Freiberger Stahltag – 150 Jahre Institut für Eisen- und Stahltechnologie
Grüner Stahl, Klimaneutralität und Dekarbonisierung – eine Herausforderung für die Stahlindustrie bis 2050
Kann es gelingen, die Stahlindustrie klimaneutral zu machen und die zugehörigen Wertschöpfungsketten nachhaltig zu dekarbonisieren? Diese Frage ist von globaler Tragweite und erfordert tiefgreifende technologische und wirtschaftliche Veränderungen. Der Stahlsektor zählt zu den energieintensivsten Industrien überhaupt: In Deutschland benötigt die Stahlindustrie derzeit etwa 2,1 Milliarden Kubikmeter Erdgas pro Jahr und rund 25 Terawattstunden Strom, was der gesamten Jahresstromproduktion von Dänemark entspricht. Die dramatisch gestiegenen Energiepreise verursachen jährliche Mehrkosten von im Milliardenbereich und bedrohen die Wettbewerbsfähigkeit der deutschen Stahlindustrie massiv. Eine kurzfristige Entlastung, wie etwa eine Deckelung von Strom- und Gaspreisen, wäre nur ein erster Schritt, um die akute Krise zu bewältigen, doch sie löst nicht die strukturellen Herausforderungen der Branche.

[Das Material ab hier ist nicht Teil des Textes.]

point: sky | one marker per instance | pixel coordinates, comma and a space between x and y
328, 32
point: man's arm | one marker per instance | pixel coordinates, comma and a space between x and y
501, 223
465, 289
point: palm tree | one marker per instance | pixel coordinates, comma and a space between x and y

Eine klimaneutrale Stahlproduktion erfordert eine radikale technologische Transformation. Zwei zentrale Ansätze stehen dabei im Fokus: Zum einen die Vermeidung von CO₂-Emissionen durch den Einsatz von Wasserstoff, etwa im Hochofenprozess oder bei der Direktreduktion von Eisenerz. Wasserstoff kann hier als Ersatz für kohlenstoffhaltige Reduktionsmittel dienen und die CO₂-Emissionen erheblich senken. Zum anderen setzt die Branche auf die stofflich-chemische Nutzung von anfallendem CO₂, um es in neue Wertschöpfungskreisläufe einzuschließen und so die Emissionen weiter zu reduzieren.
Ein weiterer zentraler Baustein ist die Kreislaufwirtschaft. Hier gewinnt die schrottbasierte Elektrostahlproduktion zunehmend an Bedeutung, da sie Energie und Rohstoffe einspart. Zudem werden Nebenprodukte der Stahlherstellung, wie Schlacken, nachhaltig als Ersatzbaustoffe eingesetzt, während Flugstäube und Schlämme weitestgehend in den Produktionskreislauf zurückgeführt werden.
Damit diese Verfahren großtechnisch umgesetzt werden können, sind jedoch gewaltige Investitionen notwendig. Der Strombedarf der Stahlindustrie wird durch die Umstellung auf Wasserstoff weiter steigen. Dies erfordert nicht nur enorme Mengen an grünem Strom, sondern auch den Aufbau einer flächendeckenden Infrastruktur zur Wasserstoffverteilung. Ein derartiger Technologieumbruch ist von den Stahlunternehmen allein nicht zu bewältigen. Es braucht eine umfassende finanzielle Förderung, die sowohl Forschung und Entwicklung als auch die praktische Umsetzung im industriellen Maßstab unterstützt.
Die zentrale Frage bleibt: Wie kann die energieintensive deutsche Stahlindustrie mitsamt ihrer Wertschöpfungsketten und Arbeitsplätze gesichert werden, ohne den Industriestandort Deutschland dauerhaft zu schädigen? Die Antwort liegt in der Balance zwischen technologischem Fortschritt, politischer Unterstützung und langfristiger Planungssicherheit. Die Zukunft der Stahlindustrie entscheidet sich an der Schnittstelle von Nachhaltigkeit, Wettbewerbsfähigkeit und sozialer Verantwortung.